Quando falamos da mitologia do Lobisomem conforme são mostradas nos filmes, falamos sobre uma criatura bestial que se alimenta de carne humana, que mata sem remorso ou culpa, e que qualquer um que sobreviva a um ataque desses se tornará um lobisomem em uma futura noite de lua cheia. A associação mística com a lua tem sua origem no fato de que as fases da lua influenciam as águas e os humores dos seres humanos, o que na prática é algo que pode ser constatado. Em noites de lua cheia, o comportamento humano costuma mostrar alterações que podem ser bem perturbadoras.

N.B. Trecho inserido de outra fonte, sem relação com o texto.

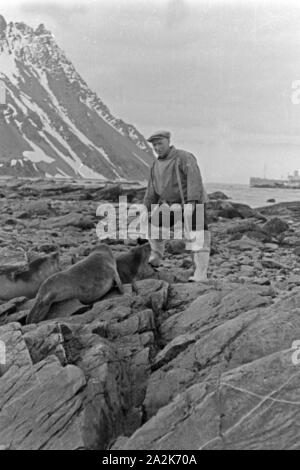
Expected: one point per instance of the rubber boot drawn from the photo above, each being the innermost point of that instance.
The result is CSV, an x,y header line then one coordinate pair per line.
x,y
201,261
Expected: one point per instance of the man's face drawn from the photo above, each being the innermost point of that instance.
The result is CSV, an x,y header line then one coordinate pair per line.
x,y
161,146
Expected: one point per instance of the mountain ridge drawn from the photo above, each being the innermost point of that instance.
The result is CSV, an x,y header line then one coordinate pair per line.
x,y
51,123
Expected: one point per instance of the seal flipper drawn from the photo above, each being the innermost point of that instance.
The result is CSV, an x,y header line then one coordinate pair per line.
x,y
134,287
40,309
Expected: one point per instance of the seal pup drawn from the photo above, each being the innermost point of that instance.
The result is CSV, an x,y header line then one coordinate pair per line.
x,y
24,281
130,264
88,280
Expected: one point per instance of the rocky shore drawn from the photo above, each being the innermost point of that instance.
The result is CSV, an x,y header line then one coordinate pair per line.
x,y
178,366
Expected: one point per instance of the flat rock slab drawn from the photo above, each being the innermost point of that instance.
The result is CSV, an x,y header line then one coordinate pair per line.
x,y
255,406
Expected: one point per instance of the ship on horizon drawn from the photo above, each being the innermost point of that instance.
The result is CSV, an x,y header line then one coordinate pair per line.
x,y
292,182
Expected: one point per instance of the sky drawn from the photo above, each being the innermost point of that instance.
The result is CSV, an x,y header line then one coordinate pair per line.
x,y
217,74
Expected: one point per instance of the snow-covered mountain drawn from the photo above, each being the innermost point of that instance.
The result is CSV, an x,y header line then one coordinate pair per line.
x,y
51,123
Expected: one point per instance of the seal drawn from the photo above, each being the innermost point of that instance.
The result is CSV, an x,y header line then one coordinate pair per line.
x,y
87,280
24,281
131,264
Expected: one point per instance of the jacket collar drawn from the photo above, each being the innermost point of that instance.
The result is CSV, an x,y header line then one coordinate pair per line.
x,y
169,155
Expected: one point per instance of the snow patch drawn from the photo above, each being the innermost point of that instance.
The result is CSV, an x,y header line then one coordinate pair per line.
x,y
8,68
37,155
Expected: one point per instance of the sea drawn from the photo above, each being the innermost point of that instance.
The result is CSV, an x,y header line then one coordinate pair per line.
x,y
254,197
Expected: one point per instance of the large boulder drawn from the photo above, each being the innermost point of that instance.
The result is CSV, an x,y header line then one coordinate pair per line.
x,y
254,406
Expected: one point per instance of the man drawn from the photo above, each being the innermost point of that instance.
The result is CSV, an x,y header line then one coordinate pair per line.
x,y
175,176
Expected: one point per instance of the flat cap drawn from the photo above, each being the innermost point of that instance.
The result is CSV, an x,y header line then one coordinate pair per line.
x,y
159,135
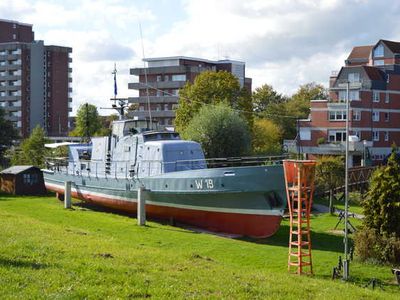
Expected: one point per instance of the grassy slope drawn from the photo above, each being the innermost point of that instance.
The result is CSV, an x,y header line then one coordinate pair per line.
x,y
49,252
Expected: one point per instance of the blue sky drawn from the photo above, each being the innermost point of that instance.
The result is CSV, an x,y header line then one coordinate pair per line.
x,y
285,43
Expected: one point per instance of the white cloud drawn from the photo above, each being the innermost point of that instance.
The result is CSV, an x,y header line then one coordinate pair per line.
x,y
284,43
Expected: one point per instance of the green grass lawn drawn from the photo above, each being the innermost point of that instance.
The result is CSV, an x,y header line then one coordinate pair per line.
x,y
49,252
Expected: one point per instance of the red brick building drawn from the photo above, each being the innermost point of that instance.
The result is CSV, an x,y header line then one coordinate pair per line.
x,y
166,75
35,80
372,74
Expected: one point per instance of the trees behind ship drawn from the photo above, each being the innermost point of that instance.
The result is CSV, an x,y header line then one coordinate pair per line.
x,y
379,239
220,130
88,121
329,175
211,88
284,111
32,150
7,136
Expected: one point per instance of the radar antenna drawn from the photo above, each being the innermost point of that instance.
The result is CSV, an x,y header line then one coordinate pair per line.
x,y
120,104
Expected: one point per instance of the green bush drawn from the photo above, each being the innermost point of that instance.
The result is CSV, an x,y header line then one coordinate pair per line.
x,y
371,246
220,131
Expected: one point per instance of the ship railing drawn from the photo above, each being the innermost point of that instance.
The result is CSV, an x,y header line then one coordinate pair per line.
x,y
91,168
125,169
154,167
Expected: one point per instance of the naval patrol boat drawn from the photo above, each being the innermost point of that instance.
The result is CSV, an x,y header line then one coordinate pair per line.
x,y
231,196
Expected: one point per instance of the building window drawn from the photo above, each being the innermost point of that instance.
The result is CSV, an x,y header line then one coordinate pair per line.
x,y
375,136
386,136
356,115
337,136
387,117
354,95
337,115
357,133
354,77
378,51
375,96
379,62
387,97
179,77
375,116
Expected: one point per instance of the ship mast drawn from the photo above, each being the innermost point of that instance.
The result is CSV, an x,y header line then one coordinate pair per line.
x,y
119,103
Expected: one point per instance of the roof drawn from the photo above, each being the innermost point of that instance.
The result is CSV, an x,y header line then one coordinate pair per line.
x,y
193,59
17,169
360,52
16,22
374,73
393,46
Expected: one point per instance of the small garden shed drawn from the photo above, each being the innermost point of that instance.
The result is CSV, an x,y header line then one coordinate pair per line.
x,y
22,180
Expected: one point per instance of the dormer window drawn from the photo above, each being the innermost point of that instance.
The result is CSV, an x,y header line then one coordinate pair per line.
x,y
378,51
354,77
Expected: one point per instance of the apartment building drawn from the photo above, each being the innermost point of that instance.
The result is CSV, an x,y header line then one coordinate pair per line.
x,y
166,75
371,76
35,80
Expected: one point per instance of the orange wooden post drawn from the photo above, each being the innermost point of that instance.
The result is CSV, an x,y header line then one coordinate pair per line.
x,y
299,179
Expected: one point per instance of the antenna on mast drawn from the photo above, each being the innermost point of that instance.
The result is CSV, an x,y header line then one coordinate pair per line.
x,y
122,102
145,77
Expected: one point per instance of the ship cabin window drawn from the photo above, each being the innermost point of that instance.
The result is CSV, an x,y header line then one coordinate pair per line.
x,y
30,178
375,96
161,136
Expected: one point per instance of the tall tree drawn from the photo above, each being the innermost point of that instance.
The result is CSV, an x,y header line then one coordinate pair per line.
x,y
299,104
267,137
382,204
220,130
212,88
329,175
8,134
264,96
32,150
87,121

Quando o lobisomem volta a sua forma humana, ele não se lembra de nada dos crimes cometidos em sua forma de lobo. Mas quando percebe que esses crimes podem ter sido cometidos nos períodos de inconsciência pelos quais experimentou, isso então o perturba e ele passa a buscar uma forma de impedir que isso se repita, ou então busca sua auto-destruição.
Esse "Despertar" certamente deixa muita gente perturbada. Mas quando você entende que essa sociedade não faz o menor sentido, você passa a aceitar essas mudanças e pode até se sentir aliviado de já não fazer mais parte das massas inconscientes.
Busque sua Besta interior, e saiba que ela te ama e fará tudo para seu próprio bem!